Targeted reconstruction of T cell receptor sequence from single cell RNA-seq links CDR3 length to T cell differentiation state

Shaked Afik¹, Kathleen B. Yates², Kevin Bi², Samuel Darko³, Jernej Godec², Ulrike Gerdemann², Leo Swadling⁴, Daniel C. Douek³, Paul Klenerman⁴, Eleanor J. Barnes⁴, Arlene H. Sharpe², W. Nicholas Haining^2,* and Nir Yosef^1,*

¹UC Berkeley, Berkeley, CA, USA; ²Harvard Medical School, Boston, MA, USA; ³NIAID, NIH, Bethesda, MD, USA; ⁴University of Oxford, Oxford, UK

*Corresponding authors

The T cell compartment must contain diversity in both T cell receptor (TCR) repertoire and cell state to provide effective immunity against pathogens. However, it remains unclear how differences in the TCR contribute to heterogeneity in T cell function at the single cell level because most analysis of the TCR repertoire has, to date, aggregated information from populations of cells. Single cell RNA-sequencing (scRNA-seq) can allow simultaneous measurement of TCR sequence and global transcriptional profile from single cells.

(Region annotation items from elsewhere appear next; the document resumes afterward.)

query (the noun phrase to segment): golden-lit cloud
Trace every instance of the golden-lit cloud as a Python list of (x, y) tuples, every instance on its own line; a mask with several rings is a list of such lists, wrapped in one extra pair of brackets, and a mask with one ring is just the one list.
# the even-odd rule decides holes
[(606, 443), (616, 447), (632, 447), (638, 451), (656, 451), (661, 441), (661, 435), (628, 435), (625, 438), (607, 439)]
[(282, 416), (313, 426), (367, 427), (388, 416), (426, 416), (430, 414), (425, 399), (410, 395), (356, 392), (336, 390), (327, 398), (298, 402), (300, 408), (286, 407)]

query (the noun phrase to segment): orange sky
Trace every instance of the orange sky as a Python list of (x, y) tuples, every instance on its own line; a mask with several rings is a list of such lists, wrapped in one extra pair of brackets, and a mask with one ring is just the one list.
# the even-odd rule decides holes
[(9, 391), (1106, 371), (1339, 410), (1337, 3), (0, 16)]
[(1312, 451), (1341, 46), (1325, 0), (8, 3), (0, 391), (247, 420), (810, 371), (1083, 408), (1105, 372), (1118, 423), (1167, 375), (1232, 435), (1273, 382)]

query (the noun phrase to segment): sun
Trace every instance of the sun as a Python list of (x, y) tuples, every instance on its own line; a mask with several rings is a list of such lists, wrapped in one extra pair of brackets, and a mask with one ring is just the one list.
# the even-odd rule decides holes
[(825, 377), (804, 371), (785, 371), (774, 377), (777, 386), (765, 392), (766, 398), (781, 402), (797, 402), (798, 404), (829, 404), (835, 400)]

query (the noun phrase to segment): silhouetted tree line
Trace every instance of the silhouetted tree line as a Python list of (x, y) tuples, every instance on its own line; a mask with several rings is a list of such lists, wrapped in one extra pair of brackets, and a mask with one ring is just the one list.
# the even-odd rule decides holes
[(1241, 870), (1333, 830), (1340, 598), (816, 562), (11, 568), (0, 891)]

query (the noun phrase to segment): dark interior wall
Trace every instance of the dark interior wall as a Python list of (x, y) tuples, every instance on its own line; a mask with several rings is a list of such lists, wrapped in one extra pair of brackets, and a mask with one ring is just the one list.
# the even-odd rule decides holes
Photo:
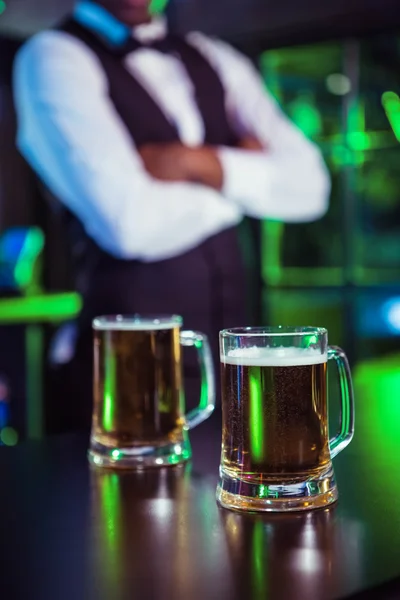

However, current methods for TCR inference from scRNA-seq are limited in their sensitivity and require long sequencing reads, thus increasing the cost and decreasing the number of cells that can be feasibly analyzed. Here we present a tool to efficiently extract TCR sequence information from short-read scRNA-seq libraries of T cells: TCR Reconstruction Algorithm for Paired-End Single cell (TRAPeS). We apply it to investigate heterogeneity in the CD8⁺ T cell response in humans and mice, and show that it is accurate and more sensitive than existing approaches. We applied TRAPeS to scRNA-seq of CD8⁺ T cells specific for a single epitope from Yellow Fever Virus (YFV). We show that the “naive-like” memory population of YFV-specific CD8⁺ T cells have significantly longer CDR3 regions and greater divergence from germline sequence than do effector-memory phenotype CD8⁺ T cells specific for YFV. This suggests that TCR usage is associated with the differentiation state of the CD8⁺ T cell response to YFV. TRAPeS is publicly available, and can be readily used to investigate the relationship between the TCR repertoire and cellular phenotype.